Although few studies have shown VAC to reduce the need for reamputations, there was no direct correlation of reamputations with VAC in our study [19]. Sepúlveda et al. in their study also did not find any significant difference with regard to amputations among patients treated with VAC [20]. Armstrong et al. [13] found a 90.3% limb salvage rate without amputation in a study on the effects of VAC on 31 subjects. In an 11-patient study by Nather et al., 100% limb salvage was achieved.

The average cost of VAC treatment was INR 10,680 (140 USD) per hospitalization, which was significantly higher than normal saline dressing (INR 3076/ 40 USD) and hydrophilic foam dressing (INR 3717/ 48 USD) in our study. The cost of VAC is its greatest limitation currently, especially in developing countries.

A review of literature on management of diabetic foot ulcer is shown in Table 4. In our search of literature, we have not come across any Indian study that compares all the three forms of dressing in a comprehensive manner.

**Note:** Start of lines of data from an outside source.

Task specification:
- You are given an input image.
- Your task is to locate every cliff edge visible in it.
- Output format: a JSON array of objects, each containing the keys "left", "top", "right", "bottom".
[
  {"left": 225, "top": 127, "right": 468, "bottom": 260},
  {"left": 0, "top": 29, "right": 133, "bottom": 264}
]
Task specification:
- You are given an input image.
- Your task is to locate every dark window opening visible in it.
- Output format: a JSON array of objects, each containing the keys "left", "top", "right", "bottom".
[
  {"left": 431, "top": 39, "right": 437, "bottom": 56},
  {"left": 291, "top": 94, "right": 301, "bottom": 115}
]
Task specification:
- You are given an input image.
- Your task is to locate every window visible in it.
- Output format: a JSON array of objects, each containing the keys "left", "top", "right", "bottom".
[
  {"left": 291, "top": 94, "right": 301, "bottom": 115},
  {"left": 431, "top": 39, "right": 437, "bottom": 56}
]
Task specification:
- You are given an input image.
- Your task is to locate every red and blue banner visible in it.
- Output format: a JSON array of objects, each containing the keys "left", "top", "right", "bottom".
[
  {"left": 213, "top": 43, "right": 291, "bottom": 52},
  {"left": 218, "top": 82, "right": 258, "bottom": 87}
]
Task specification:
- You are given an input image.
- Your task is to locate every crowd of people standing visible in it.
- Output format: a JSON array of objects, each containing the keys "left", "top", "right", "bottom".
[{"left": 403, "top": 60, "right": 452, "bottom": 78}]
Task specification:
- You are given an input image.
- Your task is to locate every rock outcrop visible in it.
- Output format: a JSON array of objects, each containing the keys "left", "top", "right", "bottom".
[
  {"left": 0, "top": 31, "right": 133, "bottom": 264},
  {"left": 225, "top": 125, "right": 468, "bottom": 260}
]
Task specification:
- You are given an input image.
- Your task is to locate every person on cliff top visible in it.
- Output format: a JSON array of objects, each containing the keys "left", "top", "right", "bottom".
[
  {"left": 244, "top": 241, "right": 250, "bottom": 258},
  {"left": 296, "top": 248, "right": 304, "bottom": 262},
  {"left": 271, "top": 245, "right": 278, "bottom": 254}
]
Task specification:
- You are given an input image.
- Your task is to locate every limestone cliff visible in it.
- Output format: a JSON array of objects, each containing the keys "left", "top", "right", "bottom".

Table 4 A review of literature on management of diabetic foot ulcers

The limitation to our study is that there may be a bias because our study center hospital is a tertiary referral center for complex diabetic foot ulcers. Therefore, the outcomes of our study might not be applicable to small hospitals or primary care centers.

Conclusion

There is no difference in ultimate healing among the three groups, but with VAC there is early healing and a decrease in the hospital stay. However, looking at the cost, foam dressing is a good option with a good healing rate as compared to conventional dressing, and lower costs as compared to VAC dressing.